PS: We really need GPSIMD compiler phases for GCC and Clang.

9. burnt-resistor ◴[15 Jul 25 06:37 UTC] No.44568469[source]▶

>>44563135 #

Extending beyond the capabilities of PCHs, but there used to be incremental (C?) compilers/IDEs (maybe there still are?) that cached ASTs and were smart enough to invalidate and reparse just those portions of the local AST that changed based on editor updates. This was back when storage was very, very slow.

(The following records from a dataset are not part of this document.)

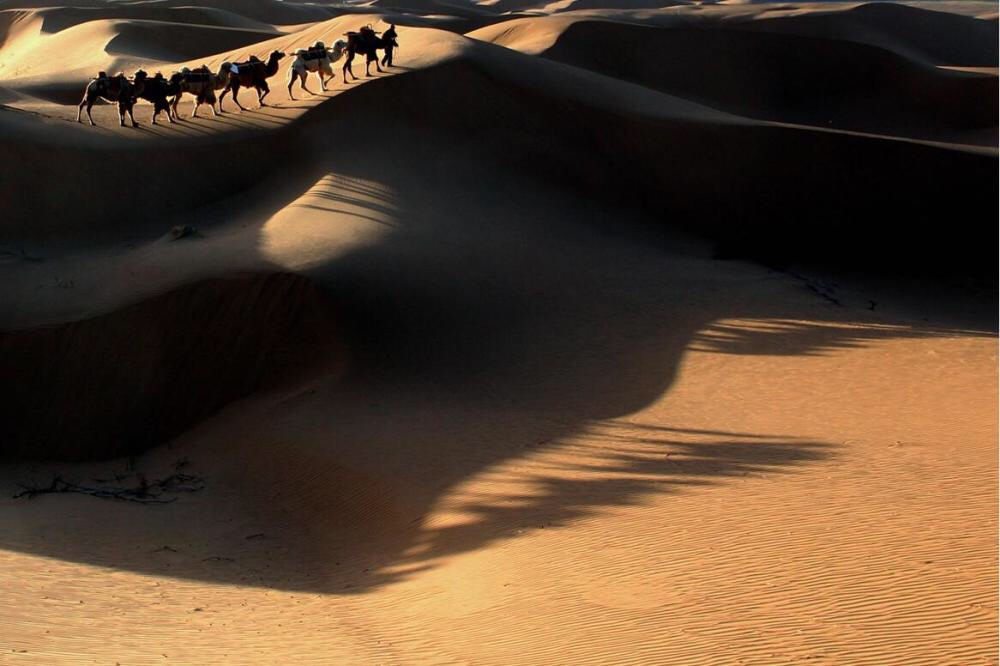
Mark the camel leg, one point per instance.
(235, 90)
(347, 67)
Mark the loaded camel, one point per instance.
(201, 83)
(316, 59)
(116, 88)
(157, 90)
(367, 42)
(251, 74)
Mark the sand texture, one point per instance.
(592, 332)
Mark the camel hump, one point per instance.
(315, 53)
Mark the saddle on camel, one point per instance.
(253, 73)
(367, 42)
(316, 52)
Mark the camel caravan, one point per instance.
(203, 84)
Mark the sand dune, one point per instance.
(454, 364)
(772, 75)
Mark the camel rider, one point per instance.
(389, 38)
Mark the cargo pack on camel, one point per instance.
(118, 88)
(251, 74)
(318, 59)
(367, 42)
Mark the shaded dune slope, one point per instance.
(934, 37)
(178, 358)
(783, 77)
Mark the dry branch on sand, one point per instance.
(143, 492)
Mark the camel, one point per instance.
(367, 42)
(116, 88)
(157, 90)
(251, 74)
(201, 83)
(317, 59)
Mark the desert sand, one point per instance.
(591, 332)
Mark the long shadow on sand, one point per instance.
(486, 320)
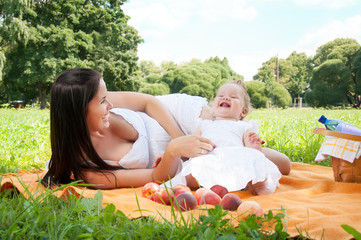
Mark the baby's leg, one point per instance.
(252, 140)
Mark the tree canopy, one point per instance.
(193, 78)
(40, 39)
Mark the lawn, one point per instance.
(24, 143)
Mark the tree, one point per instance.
(257, 94)
(280, 96)
(345, 50)
(324, 51)
(294, 73)
(355, 92)
(299, 75)
(195, 77)
(43, 38)
(329, 84)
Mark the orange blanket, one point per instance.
(314, 202)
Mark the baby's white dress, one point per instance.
(231, 164)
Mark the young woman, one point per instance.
(91, 143)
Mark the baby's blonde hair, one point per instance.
(246, 99)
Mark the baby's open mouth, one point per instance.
(224, 104)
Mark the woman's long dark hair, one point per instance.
(72, 149)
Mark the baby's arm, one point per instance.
(252, 140)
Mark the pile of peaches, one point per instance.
(182, 196)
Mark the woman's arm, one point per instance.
(148, 104)
(188, 146)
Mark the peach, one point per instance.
(220, 190)
(186, 201)
(178, 189)
(200, 192)
(164, 196)
(150, 189)
(230, 202)
(211, 198)
(249, 207)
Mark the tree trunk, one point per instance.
(42, 96)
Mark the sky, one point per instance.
(246, 32)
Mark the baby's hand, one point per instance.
(252, 140)
(157, 161)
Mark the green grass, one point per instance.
(24, 143)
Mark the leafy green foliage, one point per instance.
(43, 38)
(345, 50)
(257, 93)
(194, 78)
(330, 83)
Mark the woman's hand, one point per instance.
(190, 146)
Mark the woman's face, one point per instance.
(97, 116)
(228, 103)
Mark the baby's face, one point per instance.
(228, 103)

10. viega ◴[15 Jul 25 13:58 UTC] No.44571239{5}[source]▶

>>44567241 #

The computational complexity for lexing C++ is linear, but for parsing C++ it's super-linear, as will be many analyses. In practice, the lexing is in the noise for almost all compliers.

replies(1): >>44579186 #

11. adev_ ◴[16 Jul 25 06:04 UTC] No.44579186{6}[source]▶

>>44571239 #

Even the lexing is not strictly linear.

Good luck to naively differentiate if '>' is effectively a chevron operator or a shift operator '>>' in a random nested template expression like : 'set<vector<int>>'.

12. norskeld ◴[16 Jul 25 09:58 UTC] No.44580487{3}[source]▶

>>44563278 #

Ah, yes, that's totally fair. In case of JS (in browsers) it's sort of a big deal, I suppose, even if scripts being loaded are not render-blocking: the faster you lex and parse source files, the faster page becomes interactive.

P.S. I absolutely loved "Crafting Interpreters" — thank you so much for writing it!